Zanzibar's unique blend of privately managed museums

Prison Island

What you need to know:

  • Zanzibar has witnessed the opening of other private museums, including the Tanzanite Museum and the Prison Island Museum, each offering a unique perspective on the island's history and culture.

Zanzibar has carved a distinctive niche for itself as the only island boasting a captivating blend of privately managed museums and government-supported initiatives led by the Ministry of Tourism and Heritage.

This dynamic collaboration aims to amplify the island's cultural richness and tourism allure, enticing visitors to delve deeper into its diverse heritage.

Speaking to The Citizen, Maryam Mansab, the director of the museum and antiquities department, highlighted the significance of these museums in showcasing Zanzibar's history and culture.

Last week, Zanzibar took another stride towards bolstering its cultural tourism with the official inauguration of the Peace Memorial Museum by the Second Vice President, Mr. Hemed Suleiman Abdulla.

This new addition underscores Zanzibar's commitment to preserving and celebrating its heritage. Alongside the Peace Memorial Museum, Zanzibar has witnessed the opening of other private museums, including the Tanzanite Museum and the Prison Island Museum, each offering a unique perspective on the island's history and culture.

These additions, along with existing museums like the Princess Salme Museum and the Freddie Mercury Museum, collectively contribute to Zanzibar's vibrant cultural landscape, attracting tourists and fostering a deeper appreciation of its rich heritage.

The Peace Memorial Museum, locally named Beit el Amaan (House of Peace), was designed by British architect J.H. Sinclair, who also designed the High Court, the British Residency, and several other public buildings around Zanzibar Town.

Peace Memorial Museum

The museum features a beautiful spherical design that reflects Zanzibar’s Arab influence and is reminiscent of the eastern architecture of Istanbul and India.

To the revelers, it is an ideal place to discover the intriguing history and culture of the islands, with exhibits and records covering Zanzibar's history from the early days of the Omani Sultans and the British colonial period up to independence in 1963.

But, this is not the only one, Zanzibar has in the past  witnessed the opening of two more private museums – the Tanzanite Museum and the Prison Island Museum.

Tanzanite Museum

The Tanzanite Museum is dedicated to the mesmerizing blue-violet gemstone unique to Tanzania. It offers an in-depth look at the gemstone’s origins, detailing where and how it is mined.

The museum features various cuts of Tanzanite and includes a replica cave, providing visitors with a unique and immersive experience of the mining process.

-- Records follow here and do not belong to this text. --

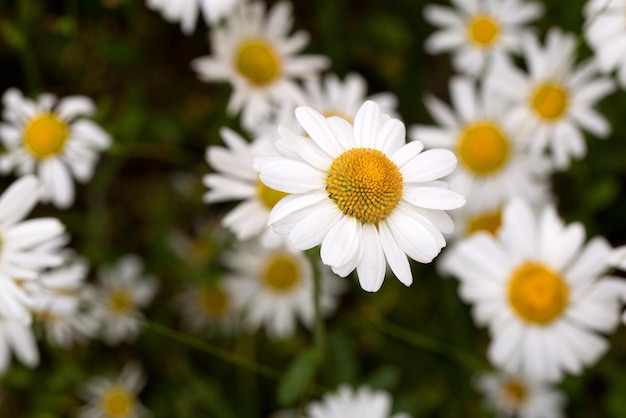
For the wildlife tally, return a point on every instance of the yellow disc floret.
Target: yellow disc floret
(45, 135)
(483, 148)
(537, 294)
(258, 62)
(483, 30)
(550, 101)
(281, 273)
(365, 183)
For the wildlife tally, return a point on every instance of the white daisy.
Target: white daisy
(115, 398)
(605, 31)
(255, 53)
(554, 100)
(541, 292)
(358, 403)
(53, 139)
(494, 166)
(122, 291)
(207, 307)
(513, 395)
(362, 193)
(236, 179)
(26, 246)
(479, 31)
(186, 11)
(274, 287)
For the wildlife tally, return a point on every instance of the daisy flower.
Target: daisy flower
(122, 291)
(52, 138)
(236, 179)
(541, 292)
(274, 287)
(493, 164)
(554, 100)
(207, 306)
(28, 246)
(362, 193)
(256, 54)
(115, 398)
(517, 396)
(358, 403)
(605, 32)
(186, 11)
(479, 31)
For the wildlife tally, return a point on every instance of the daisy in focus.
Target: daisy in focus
(53, 139)
(122, 291)
(479, 32)
(186, 11)
(605, 32)
(236, 179)
(554, 100)
(362, 193)
(115, 398)
(256, 54)
(541, 291)
(516, 396)
(493, 164)
(274, 287)
(353, 403)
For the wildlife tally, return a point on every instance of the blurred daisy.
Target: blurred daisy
(236, 179)
(362, 193)
(255, 53)
(605, 31)
(57, 303)
(115, 398)
(479, 31)
(493, 164)
(122, 291)
(186, 11)
(348, 403)
(554, 100)
(517, 396)
(207, 307)
(52, 138)
(541, 292)
(274, 287)
(27, 246)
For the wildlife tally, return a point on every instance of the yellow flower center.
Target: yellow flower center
(268, 196)
(483, 30)
(213, 302)
(483, 148)
(117, 403)
(121, 301)
(550, 101)
(365, 184)
(537, 294)
(45, 135)
(258, 62)
(515, 391)
(489, 222)
(281, 273)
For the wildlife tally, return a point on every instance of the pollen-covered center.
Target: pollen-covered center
(550, 101)
(258, 62)
(488, 222)
(268, 196)
(483, 148)
(45, 135)
(281, 273)
(117, 403)
(365, 184)
(483, 30)
(537, 294)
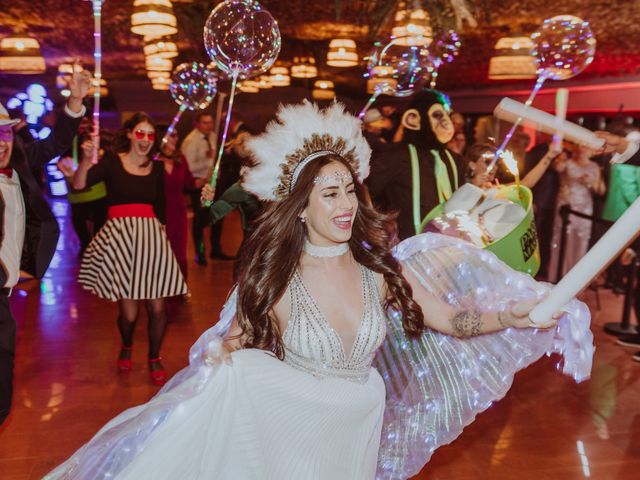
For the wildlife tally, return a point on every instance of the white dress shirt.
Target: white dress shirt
(199, 150)
(13, 228)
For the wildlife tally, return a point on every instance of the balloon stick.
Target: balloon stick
(225, 131)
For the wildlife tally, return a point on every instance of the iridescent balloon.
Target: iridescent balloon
(446, 48)
(398, 70)
(563, 47)
(242, 38)
(193, 85)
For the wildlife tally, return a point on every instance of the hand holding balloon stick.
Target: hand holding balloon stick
(243, 40)
(563, 47)
(97, 75)
(512, 165)
(396, 70)
(193, 87)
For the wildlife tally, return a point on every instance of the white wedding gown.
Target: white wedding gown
(324, 413)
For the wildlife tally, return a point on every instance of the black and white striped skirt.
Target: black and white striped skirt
(130, 258)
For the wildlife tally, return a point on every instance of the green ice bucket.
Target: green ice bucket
(519, 249)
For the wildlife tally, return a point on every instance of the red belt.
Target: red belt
(144, 210)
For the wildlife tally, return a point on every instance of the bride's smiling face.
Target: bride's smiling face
(332, 206)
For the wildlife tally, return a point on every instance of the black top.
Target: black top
(123, 187)
(390, 183)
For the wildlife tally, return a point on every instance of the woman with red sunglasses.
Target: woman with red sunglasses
(130, 259)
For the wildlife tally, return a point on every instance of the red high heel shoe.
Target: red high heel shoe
(124, 364)
(158, 377)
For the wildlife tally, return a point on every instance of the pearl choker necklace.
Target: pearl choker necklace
(325, 252)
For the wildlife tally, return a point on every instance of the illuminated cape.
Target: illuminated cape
(435, 385)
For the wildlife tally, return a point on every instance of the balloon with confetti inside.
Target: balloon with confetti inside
(242, 38)
(563, 47)
(193, 85)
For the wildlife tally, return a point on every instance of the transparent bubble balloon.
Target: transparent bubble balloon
(446, 48)
(193, 85)
(563, 47)
(242, 38)
(398, 70)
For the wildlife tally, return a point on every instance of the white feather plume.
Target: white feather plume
(294, 127)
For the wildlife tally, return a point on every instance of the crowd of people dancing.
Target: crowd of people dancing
(332, 260)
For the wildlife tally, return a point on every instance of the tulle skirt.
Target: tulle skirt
(262, 419)
(256, 419)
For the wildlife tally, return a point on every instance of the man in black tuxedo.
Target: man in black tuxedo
(28, 229)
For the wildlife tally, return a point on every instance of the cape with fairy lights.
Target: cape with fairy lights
(226, 421)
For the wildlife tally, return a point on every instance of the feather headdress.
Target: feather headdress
(300, 133)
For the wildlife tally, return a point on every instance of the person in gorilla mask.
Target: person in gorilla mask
(419, 173)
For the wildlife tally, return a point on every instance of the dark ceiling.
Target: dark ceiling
(65, 27)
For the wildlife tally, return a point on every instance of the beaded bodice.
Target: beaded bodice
(314, 346)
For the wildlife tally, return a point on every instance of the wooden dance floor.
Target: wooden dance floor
(66, 385)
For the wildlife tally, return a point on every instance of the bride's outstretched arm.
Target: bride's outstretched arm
(444, 318)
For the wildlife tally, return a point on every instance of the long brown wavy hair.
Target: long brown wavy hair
(272, 254)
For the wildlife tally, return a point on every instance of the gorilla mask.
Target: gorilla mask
(427, 120)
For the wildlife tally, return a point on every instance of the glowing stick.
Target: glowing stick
(518, 119)
(509, 110)
(97, 56)
(601, 254)
(562, 100)
(216, 168)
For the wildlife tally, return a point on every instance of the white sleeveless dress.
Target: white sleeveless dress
(324, 413)
(317, 415)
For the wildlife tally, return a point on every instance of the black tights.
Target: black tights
(157, 326)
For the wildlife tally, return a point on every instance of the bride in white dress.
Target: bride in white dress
(283, 386)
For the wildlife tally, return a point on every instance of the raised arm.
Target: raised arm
(533, 177)
(66, 126)
(466, 323)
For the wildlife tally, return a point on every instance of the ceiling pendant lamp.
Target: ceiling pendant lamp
(323, 90)
(248, 86)
(342, 53)
(21, 54)
(160, 47)
(151, 74)
(264, 82)
(157, 64)
(304, 67)
(412, 25)
(160, 83)
(280, 76)
(153, 18)
(512, 59)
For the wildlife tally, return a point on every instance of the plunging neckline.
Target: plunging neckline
(324, 318)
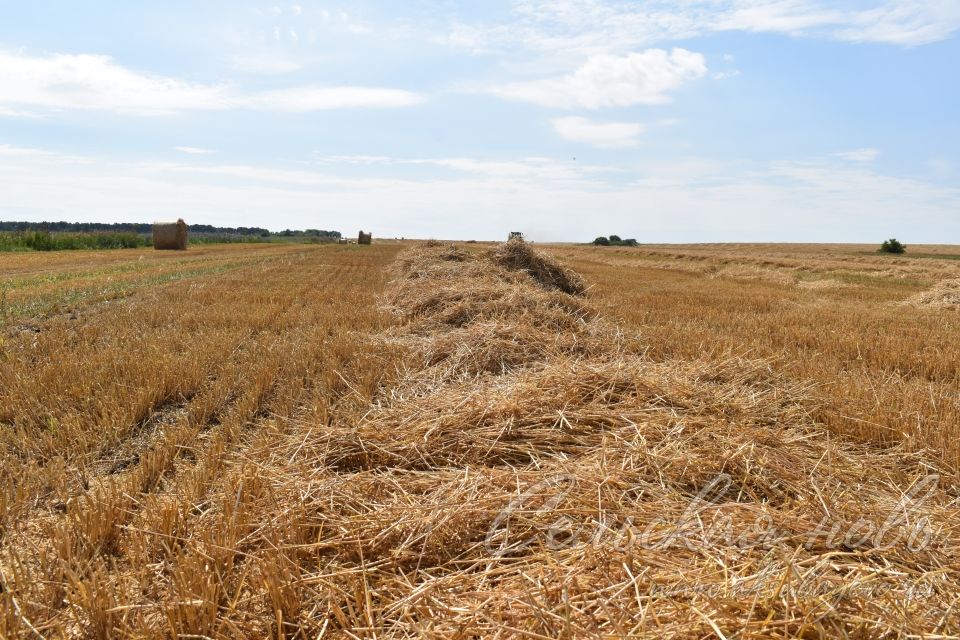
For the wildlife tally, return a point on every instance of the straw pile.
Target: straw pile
(535, 474)
(944, 295)
(170, 235)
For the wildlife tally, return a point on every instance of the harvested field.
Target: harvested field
(463, 441)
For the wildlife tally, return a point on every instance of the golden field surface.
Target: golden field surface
(417, 439)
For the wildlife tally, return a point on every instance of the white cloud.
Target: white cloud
(96, 82)
(605, 135)
(815, 199)
(612, 81)
(859, 155)
(14, 113)
(195, 151)
(589, 27)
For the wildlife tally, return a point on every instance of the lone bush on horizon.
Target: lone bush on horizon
(893, 246)
(614, 241)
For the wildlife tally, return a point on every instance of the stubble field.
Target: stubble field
(458, 441)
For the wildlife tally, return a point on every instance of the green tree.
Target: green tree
(893, 246)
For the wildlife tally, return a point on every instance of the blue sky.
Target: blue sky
(693, 121)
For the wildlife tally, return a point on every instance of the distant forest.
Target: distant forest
(146, 228)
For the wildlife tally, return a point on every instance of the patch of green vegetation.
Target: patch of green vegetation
(893, 246)
(615, 241)
(47, 241)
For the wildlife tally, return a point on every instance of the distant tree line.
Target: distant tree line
(57, 236)
(614, 241)
(146, 228)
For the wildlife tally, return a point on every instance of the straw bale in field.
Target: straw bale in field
(170, 235)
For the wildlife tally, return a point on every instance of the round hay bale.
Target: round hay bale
(170, 235)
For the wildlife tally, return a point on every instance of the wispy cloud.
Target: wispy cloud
(615, 26)
(612, 81)
(605, 135)
(95, 82)
(195, 151)
(859, 155)
(816, 199)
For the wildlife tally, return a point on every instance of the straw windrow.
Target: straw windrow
(535, 474)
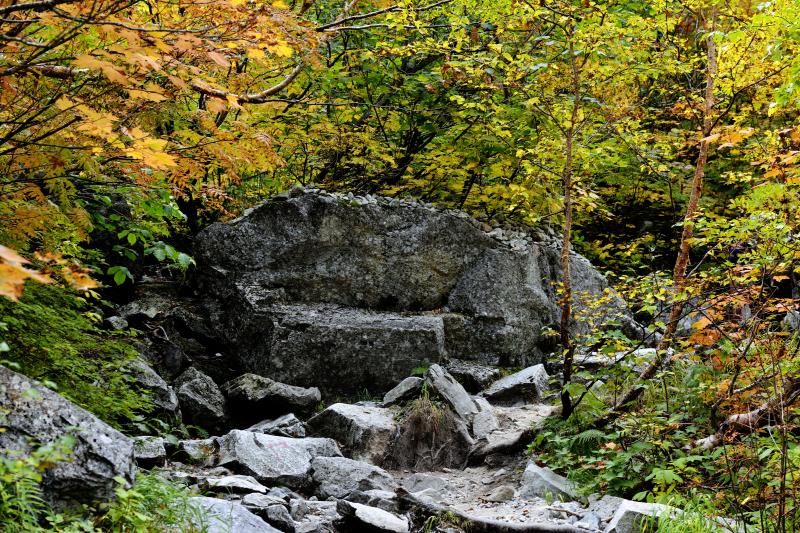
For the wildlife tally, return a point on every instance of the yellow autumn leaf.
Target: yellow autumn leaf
(282, 50)
(255, 53)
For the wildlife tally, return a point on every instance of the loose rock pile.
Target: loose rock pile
(312, 296)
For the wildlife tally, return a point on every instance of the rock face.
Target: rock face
(272, 459)
(318, 290)
(525, 386)
(340, 477)
(364, 432)
(251, 397)
(201, 399)
(98, 454)
(220, 516)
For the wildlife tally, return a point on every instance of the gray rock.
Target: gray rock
(405, 390)
(368, 518)
(323, 291)
(420, 481)
(116, 323)
(473, 376)
(485, 421)
(271, 459)
(98, 452)
(382, 499)
(525, 386)
(251, 396)
(791, 322)
(200, 452)
(221, 516)
(632, 517)
(256, 500)
(364, 432)
(278, 516)
(589, 521)
(161, 394)
(541, 482)
(339, 477)
(604, 507)
(452, 392)
(284, 426)
(235, 484)
(201, 400)
(503, 493)
(149, 451)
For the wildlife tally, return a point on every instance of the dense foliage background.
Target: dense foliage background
(127, 125)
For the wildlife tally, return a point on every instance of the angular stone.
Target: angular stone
(251, 397)
(526, 386)
(502, 493)
(474, 377)
(404, 390)
(201, 400)
(98, 452)
(235, 484)
(484, 421)
(541, 482)
(222, 516)
(341, 350)
(364, 432)
(632, 517)
(339, 477)
(452, 392)
(149, 451)
(278, 516)
(373, 519)
(284, 426)
(200, 452)
(161, 394)
(271, 459)
(322, 290)
(382, 499)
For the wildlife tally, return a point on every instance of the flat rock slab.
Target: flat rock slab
(364, 432)
(365, 518)
(405, 390)
(343, 293)
(526, 386)
(541, 482)
(98, 453)
(340, 477)
(222, 516)
(631, 516)
(252, 397)
(201, 401)
(270, 459)
(235, 484)
(149, 451)
(284, 426)
(451, 391)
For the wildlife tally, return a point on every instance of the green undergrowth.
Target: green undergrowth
(50, 335)
(648, 455)
(152, 504)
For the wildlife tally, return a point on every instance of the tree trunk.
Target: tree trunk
(679, 273)
(566, 298)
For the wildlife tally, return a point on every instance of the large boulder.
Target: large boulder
(221, 516)
(340, 477)
(346, 293)
(202, 401)
(252, 397)
(270, 459)
(34, 415)
(364, 432)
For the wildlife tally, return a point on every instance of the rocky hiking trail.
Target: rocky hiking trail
(334, 480)
(313, 297)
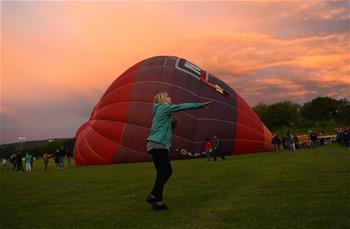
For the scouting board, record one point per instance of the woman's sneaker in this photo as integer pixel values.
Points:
(159, 206)
(151, 199)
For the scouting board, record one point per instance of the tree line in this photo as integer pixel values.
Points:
(322, 113)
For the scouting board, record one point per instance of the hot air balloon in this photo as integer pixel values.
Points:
(120, 122)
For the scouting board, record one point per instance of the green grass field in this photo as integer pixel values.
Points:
(309, 188)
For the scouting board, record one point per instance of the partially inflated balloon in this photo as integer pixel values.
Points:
(120, 122)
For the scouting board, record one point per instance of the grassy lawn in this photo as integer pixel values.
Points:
(309, 188)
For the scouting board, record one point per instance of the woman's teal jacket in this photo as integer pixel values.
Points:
(161, 130)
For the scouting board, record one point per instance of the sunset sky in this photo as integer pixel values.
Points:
(57, 58)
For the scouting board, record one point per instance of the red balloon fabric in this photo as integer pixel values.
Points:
(120, 122)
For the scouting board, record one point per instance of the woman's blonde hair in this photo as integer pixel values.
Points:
(160, 97)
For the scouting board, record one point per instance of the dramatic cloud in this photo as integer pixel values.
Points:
(59, 57)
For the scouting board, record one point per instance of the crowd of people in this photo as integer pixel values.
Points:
(311, 140)
(213, 148)
(17, 160)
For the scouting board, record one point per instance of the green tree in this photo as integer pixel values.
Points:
(343, 112)
(321, 110)
(283, 114)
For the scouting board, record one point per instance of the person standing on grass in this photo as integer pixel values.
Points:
(217, 147)
(46, 158)
(208, 146)
(69, 155)
(159, 143)
(28, 161)
(276, 142)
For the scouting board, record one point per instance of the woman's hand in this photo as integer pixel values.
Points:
(205, 104)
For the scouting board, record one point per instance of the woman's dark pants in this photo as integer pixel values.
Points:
(163, 168)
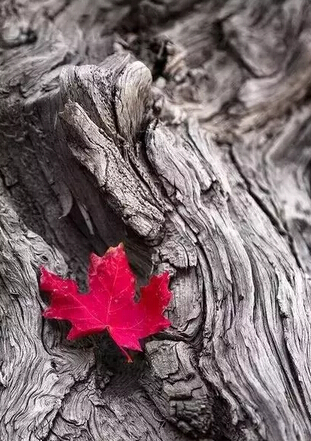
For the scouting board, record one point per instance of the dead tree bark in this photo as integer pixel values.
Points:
(183, 130)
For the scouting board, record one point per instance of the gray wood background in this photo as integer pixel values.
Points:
(183, 129)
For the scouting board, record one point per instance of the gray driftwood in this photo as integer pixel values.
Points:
(181, 128)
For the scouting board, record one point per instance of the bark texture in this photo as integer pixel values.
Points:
(181, 128)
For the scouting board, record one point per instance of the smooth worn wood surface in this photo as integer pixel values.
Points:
(181, 128)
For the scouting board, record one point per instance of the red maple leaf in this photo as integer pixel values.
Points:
(110, 302)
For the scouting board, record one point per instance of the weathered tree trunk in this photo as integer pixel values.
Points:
(181, 128)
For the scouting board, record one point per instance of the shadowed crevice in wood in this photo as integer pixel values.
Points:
(202, 170)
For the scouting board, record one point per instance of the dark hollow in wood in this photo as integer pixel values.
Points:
(181, 128)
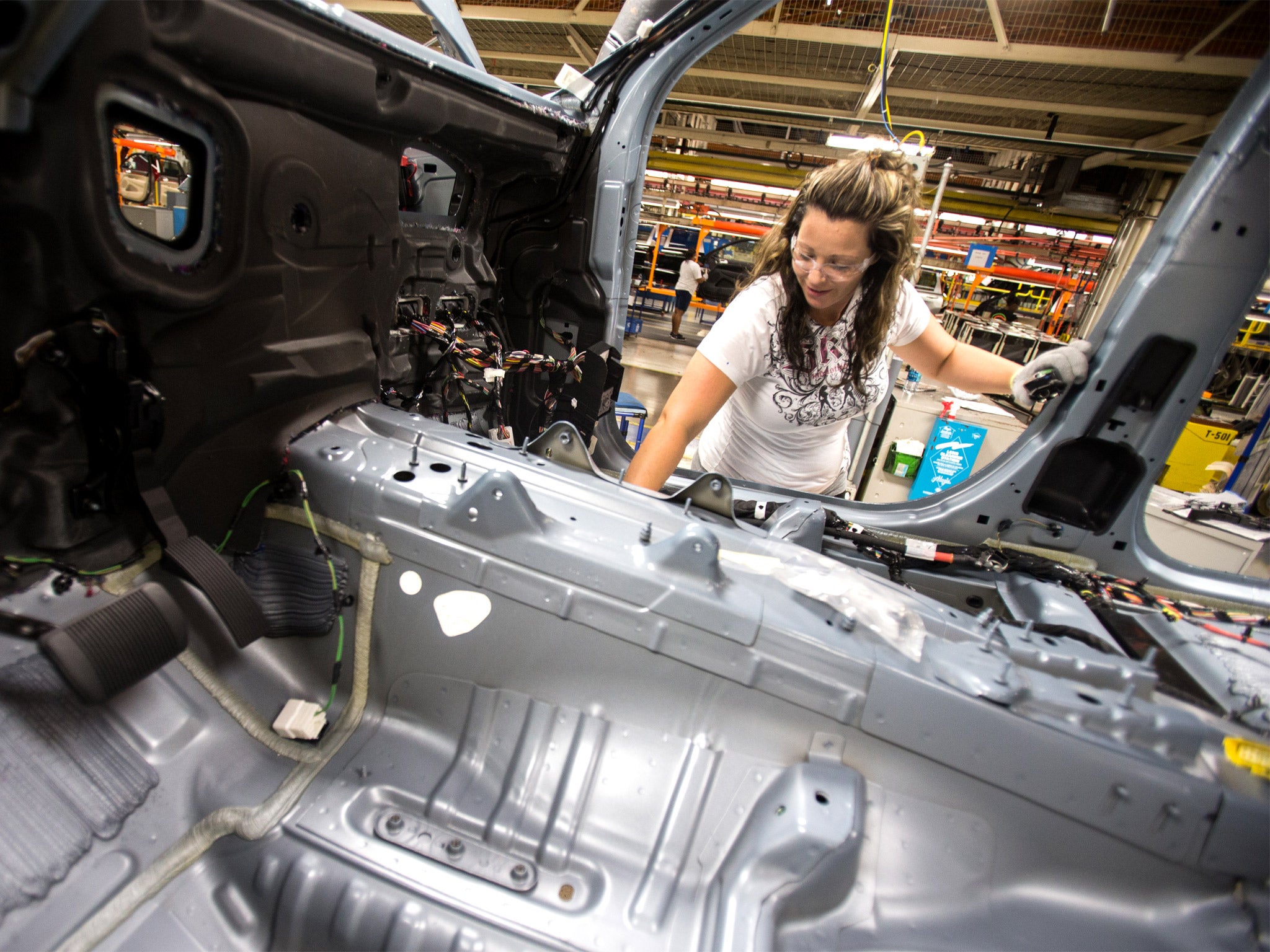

Visitors can embark on a journey through time as they explore the origins and discovery of Tanzanite in the dedicated museum section.

Tanzanite Museum

They can learn about the fascinating geological formations that led to the creation of this unique gemstone, exclusively found in the foothills of Mount Kilimanjaro.

The museum's replica cave offers a mesmerizing experience, showcasing the raw beauty of the mining process and providing insight into the challenges and triumphs of those who unearth these precious stones.

The Prison Island Museum is located on the historically significant Prison Island. This museum delves into the island's past, exploring its role in Zanzibar’s history and its famous giant tortoises.

The addition of these museums enriches the island's cultural landscape and provides valuable insights into different facets of Zanzibar’s heritage.

These additions have brought the total number of privately managed museums on the island to six, including the renowned Princess Salme Museum and the Freddie Mercury Museum.

The Princess Salme Museum is dedicated to Princess Salme, the daughter of Sultan Said bin Sultan. Born in Mtoni Palace, Princess Salme is a significant historical figure known for her writings and contributions to Zanzibari culture.

The museum showcases memorabilia of Princess Salme, best known as Emily Ruete, who fled from the sultanate to Europe with her husband. Exhibits include some of her writings, clothes, and daily life accessories. The museum offers a deep dive into her life, highlighting her influence and the rich history of the royal family.

Prison Island Giant Turtles

The Freddie Mercury Museum celebrates the life of the legendary rock musician, Freddie Mercury, who was born in Zanzibar. Located in the same building where Mercury was born, the museum offers fans a unique opportunity to connect with the iconic musician's roots and his journey to becoming one of the most celebrated artists in the world.

Each museum offers a unique glimpse into Zanzibar’s diverse heritage, contributing to a vibrant cultural tourism scene. By showcasing the island's rich history through these museums, Zanzibar is enhancing its tourism appeal, attracting cultural enthusiasts from around the globe, and encouraging longer stays. This approach not only boosts the local economy but also fosters a deeper understanding and appreciation of Zanzibar’s unique cultural and historical landscape.